Mais pourrions-nous nous interroger sur la littérature et le rock  sans faire un tour du côté de nos amis britanniques et en particulier le fameux « High Fidelity » de Nick Hornby, auteur prolixe qui a su faire de la banlieue grise de Londres où l'ennui suinte par tous les pores des suburbs, un lieu d'inspiration où l'on comprend qu'il n'y a rien à faire d'autre que de la musique ? Après tout c'est bien là où tout a commencé en Europe. L'oeuvre est  composée un peu à la manière des LP des années 60, une succession de chapitres-singles concis et inspirés qui font oeuvre  à travers le fil conducteur de l'existence d'un disquaire fauché financièrement et sentimentalement. Roman où la musique est évidemment centrale mais où le talent d'Hornby conjugue auto-dérision et humour.


On peut d'ailleurs se demander si le rock n'a pas au fond pris la place des mythes ancestraux en devenant cette part de mythe en nous. C'est la réflexion que je me suis faite un jour en assistant à Broadway à la comédie musicale Rock Age où, en manière d'introduction, un guitariste de Hard Rock se place au-dessus d'une bouche d'aération donnant l'illusion d'une folle chevauchée, cheveux au vent, alignant successivement tous les clichés que nous ont assénés 40 années de guitaristes héros ... C'est caricatural et pourtant il y a dans ce type de posture quelque chose de l'équation rock  qui consiste à orienter ses émotions vers une forme d’héroïsme énergique  fortement imprégné d’individualisme.  Sauf qu’en littérature la bande son est absente, il ne reste plus que la dimension émotive qui est finalement le cœur même de la littérature rock.

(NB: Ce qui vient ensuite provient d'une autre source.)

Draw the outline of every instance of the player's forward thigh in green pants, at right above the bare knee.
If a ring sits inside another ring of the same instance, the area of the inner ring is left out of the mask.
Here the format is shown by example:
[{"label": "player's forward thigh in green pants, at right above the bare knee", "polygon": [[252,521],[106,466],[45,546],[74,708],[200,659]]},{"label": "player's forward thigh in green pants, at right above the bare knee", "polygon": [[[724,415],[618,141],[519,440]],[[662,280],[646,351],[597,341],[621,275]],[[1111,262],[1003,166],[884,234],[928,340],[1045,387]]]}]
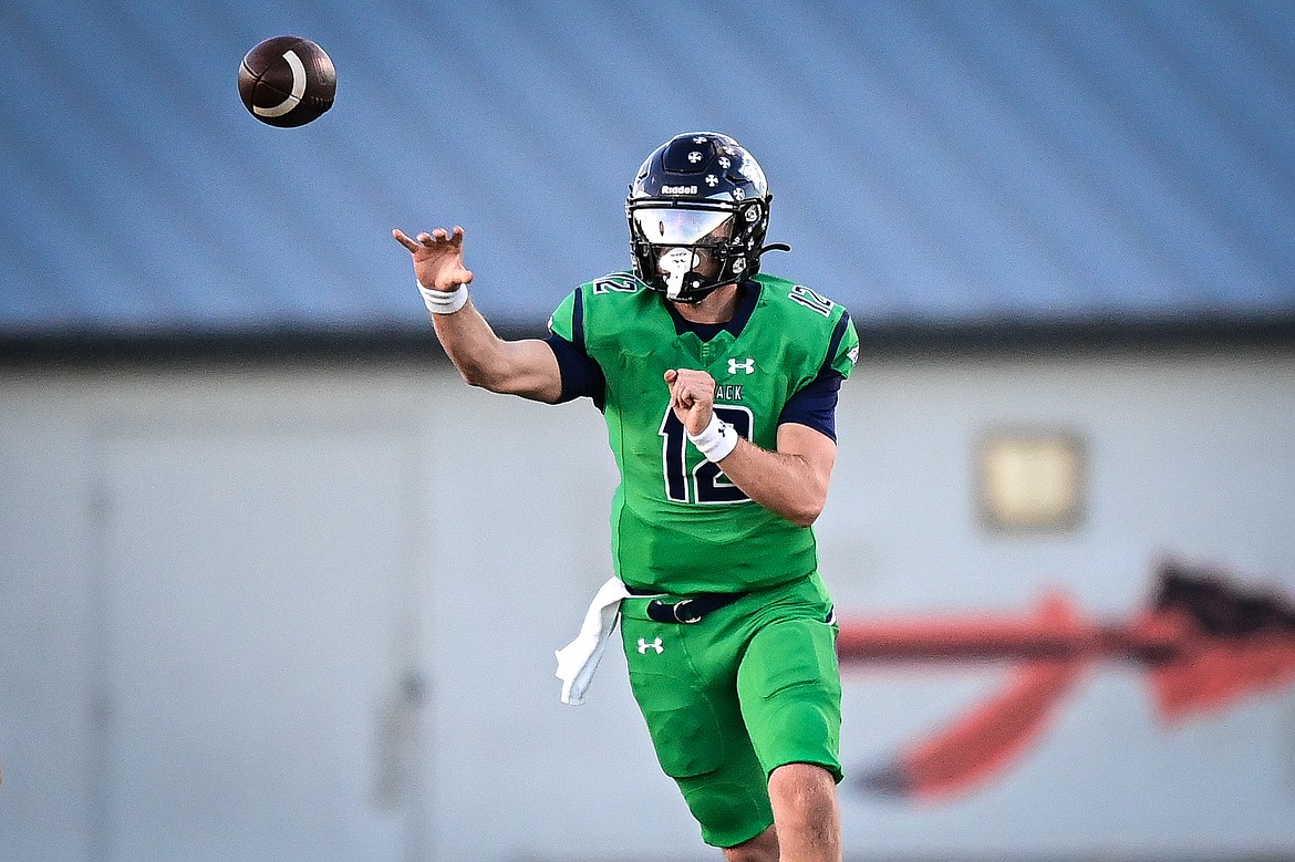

Dans son excellent essai intitulé « Philosophie du Rock », Roger  Pouivet  reprend la description que l’on trouve sur le site du rocker  Ryan Adams à propos de son album Heartbreaker : « Heartbreaker  est un disque à écouter quand vous passez chez vous une longue nuit à noyer votre chagrin, trop saoul pour dormir et pas suffisamment pour rester éveillé. Vous ne pouvez arrêter le rouet du désespoir  qui tourne  dans votre tête. Vous devriez peut-être boire plus encore et continuer ainsi à torturer votre propre esprit… Mais le mieux c’est de passer ce CD et d’arrêter de réfléchir. C’est un rêve éveillé.  Adams apparaît comme un troubadour sur la route, les cheveux dans les yeux.  Sa voix est comme un angle émoussé, comme une pierre polie par la rivière de la tristesse.  Ses mélodies sont dépouillées, sèches… Les paroles sont des confessions. Les chansons vous font remonter le temps : Washington Square Park dans Manhanttan, le troubadour joue de la guitare, un harmonica… un jardin musical à la Beatles, vous y flottez dans la houle de cordes. Ces chansons sont tristes,  c’est sûr,  mais le troubadour vous dit qu’il n’y a pas de mal à être triste, pas de mal à se sentir vieux avant l’âge. La question se pose : comment peut-on se sentir si bien à se sentir si triste ? »


Ce court texte souligne bien en quoi  une chanson, un album peuvent nous aider à ressentir les émotions fondamentales  aussi rapidement qu’il est possible de le faire. L’œuvre enregistrée a cette faculté de nous rebrancher instantanément sur l’intimité de nos sentiments. Autant de madeleines de Proust à retardement qui trouvent évidemment dans la littérature rock un champ d’expression esthétique qui prolongera à travers les mots, les situations et les concepts, toutes les contradictions humaines, les peurs, les angoisses, l’amour fou, l’alcool, la drogue, le désir  et la déchéance qui passent comme des ombres sur la scène du théâtre de nos vies.